-Company Aligned with FDA on Demonstration of Non-Clinical Comparability; Allowing for Immediate Use of San Diego Manufacturing Facility-
-FDA Feedback Supports Requests for a Pre-BLA Meeting and Subsequent Rolling BLA Submission Following Upcoming Q2 Type-B FDA Meeting-
-Company Granted Subsequent Type-B Clinical Meeting with FDA in Second Quarter to Continue to Discuss Pathway to BLA-
-Capricor Management to Host Virtual Investor Webcast to Discuss Latest Program Updates on Monday, April 29 at 8:30 a.m.
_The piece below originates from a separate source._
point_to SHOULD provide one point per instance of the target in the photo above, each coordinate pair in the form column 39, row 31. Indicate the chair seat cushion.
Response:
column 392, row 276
ET-
SAN DIEGO, April 24, 2024 (GLOBE NEWSWIRE) -- Capricor Therapeutics (NASDAQ:CAPR), a biotechnology company developing transformative cell and exosome-based therapeutics for the treatment and prevention of rare diseases, today announced an update from the Company's recent Type-B Chemistry, Manufacturing and Controls ("CMC") meeting with the U.S. Food and Drug Administration ("FDA") on next steps for the Biologics License Application ("BLA") submission with its lead asset CAP-1002 in treating Duchenne muscular dystrophy ("DMD").
The FDA has affirmed alignment with Capricor on the following topics:
Pre-BLA Meeting and Rolling BLA Submission
- The FDA advised Capricor to include discussion for a pre-BLA meeting and rolling BLA schedule in the upcoming Type-B meeting.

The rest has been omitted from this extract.